Sarkozy’s election loss in May cost him his immunity from prosecution. By July, his offices had been raided. The Bordeaux prosecutor, Claude Lapland, told the Sipa news agency after Thursday’s hearing that Sarkozy was given the status of what in France is known as an “assisting witness,” with the possibility of facing charges later on allegations of abusing someone in an impaired state, swindling and abuse of confidence.

“Given the extremely strict rules and controls, illegal financing is completely impossible,” said Claude Gueant, who was Sarkozy’s campaign director at the time, chief of staff and later his interior minister.

Sarkozy entered the Bordeaux courthouse Thursday without notice after a decoy vehicle lured away the cameras hoping to catch him on the way in, according to the Sipa news agency. He and his lawyer met privately with investigating judges, who handed Sarkozy the special witness status.

They stopped short of filing preliminary charges, as some had expected, and his lawyer Thierry Herzog called the decision a “victory” for the former president. The status is somewhere between a simple witness and a formal suspect.

Herzog tried to tamp down interest in the case, saying on RTL radio Thursday night that the affair “no longer exists.”

Sarkozy ally Patrick Balkany, a legislator and mayor, said on BFM television that he spoke to the ex-president after the hearing and “he was content.”

Bettencourt’s money was contested long before Sarkozy entered the picture. Her daughter accused a celebrity photographer of abusing her mother’s alleged mental frailty – and bilking the elder heiress out of (euro) 1 billion ($1.3 billion) in cash and artworks. The elder Bettencourt’s ex-butler leaked details of household conversations, including one in which the mother seems confused about whether or not she gave an island in the Seychelles to the photographer as a gift.

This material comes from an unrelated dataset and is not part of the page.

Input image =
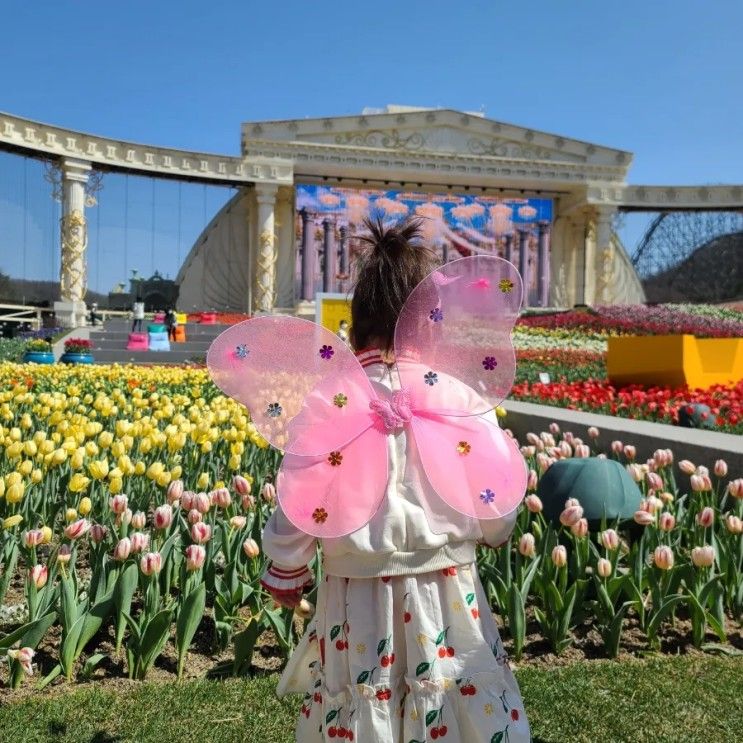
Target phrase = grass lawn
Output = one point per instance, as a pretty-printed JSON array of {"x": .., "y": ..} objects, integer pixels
[{"x": 662, "y": 699}]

The island has since been sold off to a wildlife preservation organization. The photographer and an asset manager for Bettencourt face criminal charges of taking advantage of the L’Oreal heiress. And Bettencourt herself has been placed under legal protection of her relatives, including the daughter who first brought the case to light.

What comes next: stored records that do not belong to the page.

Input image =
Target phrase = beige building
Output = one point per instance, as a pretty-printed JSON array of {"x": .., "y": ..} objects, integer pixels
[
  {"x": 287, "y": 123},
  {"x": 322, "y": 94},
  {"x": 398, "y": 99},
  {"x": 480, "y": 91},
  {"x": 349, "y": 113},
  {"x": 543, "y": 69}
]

As the scandal grew, the French economy stalled, and French voters tossed Sarkozy and his conservative UMP party into the political wilderness. And now the internal vote to replace the ex-president as party leader has descended into bitter allegations of questionable vote counts, leaving the party in chaos.

A poll released Thursday showed that a majority among the conservative UMP party think Sarkozy would be the best presidential candidate for the 2017 elections — nearly double the percentages of those who backed the two men now wrestling for power.

The person mediating the party dispute is Alain Juppe, a former prime minister who was convicted in 2004 in an illegal party financing scheme and has since bounced back as a power broker in the conservative party.

Former President Jacques Chirac, another conservative caught in that same scandal, is the only French leader since World War II-era Nazi collaborator Marshal Philippe Petain to be charged or convicted of a crime.